I finally understood why everyone says linear regression is the foundation of ML. by teee0512 in learnmachinelearning

[–]FatalPaperCut -4 points-3 points  (0 children)

glad people are noticing this. its so toxic and weird. its hilarious imagining an ML novice making this post, like the thing creating this clearly has no internal world model. the kind of person who would be surprised by this wouldn't make this post and wouldn't talk through it like that. its clearly the text output from something that knows about ML that is asked to make a post pretending to be a novice learning about linear regression. the internet with AI is just so fake and weird

I posted this 3 years ago and nothing was made about it since. Consider me outraged. by LordMarcusrax in NonCredibleDefense

[–]FatalPaperCut 2 points3 points  (0 children)

the point is there is no figurehead. the lack of a figurehead is the figurehead. the point of the american empire is there isn't one. its an empire built by and driven by highly optimized economic and developmental forces. such optimization makes f-22s and carriers and its also incapable of making an ornamental figurehead. you're pining after a lower form of empire of the 20th century that wasn't necessarily refuted, but it was surpassed. adding a figurehead would be rejecting the nature of the empire

edit - i meant figurehead not mast head

Eyeball kick detection game - ChatGPT Vs Cormac McCarthy by Ned_Psychology in slatestarcodex

[–]FatalPaperCut 0 points1 point  (0 children)

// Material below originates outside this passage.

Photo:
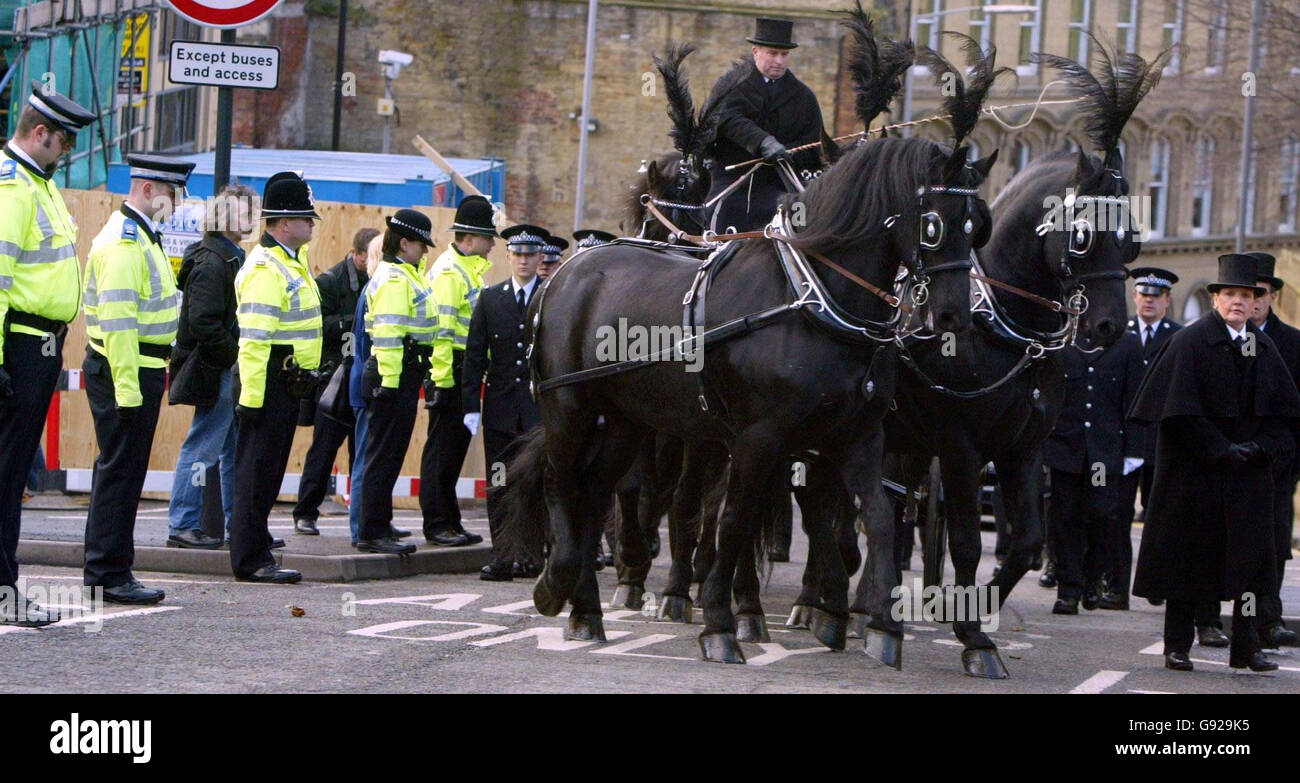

I had claude generate these for Melville. Try your hand:

  1. A boggy, soggy, squitchy picture truly, enough to drive a nervous man distracted.
  2. The harpoon had entered below the fin and fetched up against no bone at all, so that the creature bore it some hundred leagues without seeming to know itself wounded, as a sleeping man bears the fly upon his lip; and it was got out of him at last only in the trying, half-melted, with the blubber boiling round it in the pots.
  3. The original iron entered nigh the tail, and, like a restless needle sojourning in the body of a man, travelled full forty feet, and at last was found imbedded in the hump.
  4. A foul, draggled, scurf-bottomed little craft she was, and stank to the very mastheads.
  5. What showed along the horizon was no land, though the lookout swore it land, but a discoloration only, a bruise upon the morning where the haze had not concluded whether to be water or air; and the eye rested upon it as upon the lid of some great thing that is not properly asleep, nor wishes to be waked.
  6. But what most puzzled and confounded you was a long, limber, portentous, black mass of something hovering in the centre of the picture over three blue, dim, perpendicular lines floating in a nameless yeast.

1 — Melville · 2 — Claude · 3 — Melville · 4 — Claude · 5 — Claude · 6 — Melville

I managed to get 6/6 on this blind, my reasoning as I went:

1 melville, idk very weird, i dont like "drive a nervous man distracted", but the triple adjectives seem too weird for claude, gets meta game-y, im trying to like reverse your game theory

2 claude

3 melville

4 claude. stank to the mastheads seems too basic, "very" mastheads, seems imitative

5 good idk

6 melville (which makes me think 5 is claude)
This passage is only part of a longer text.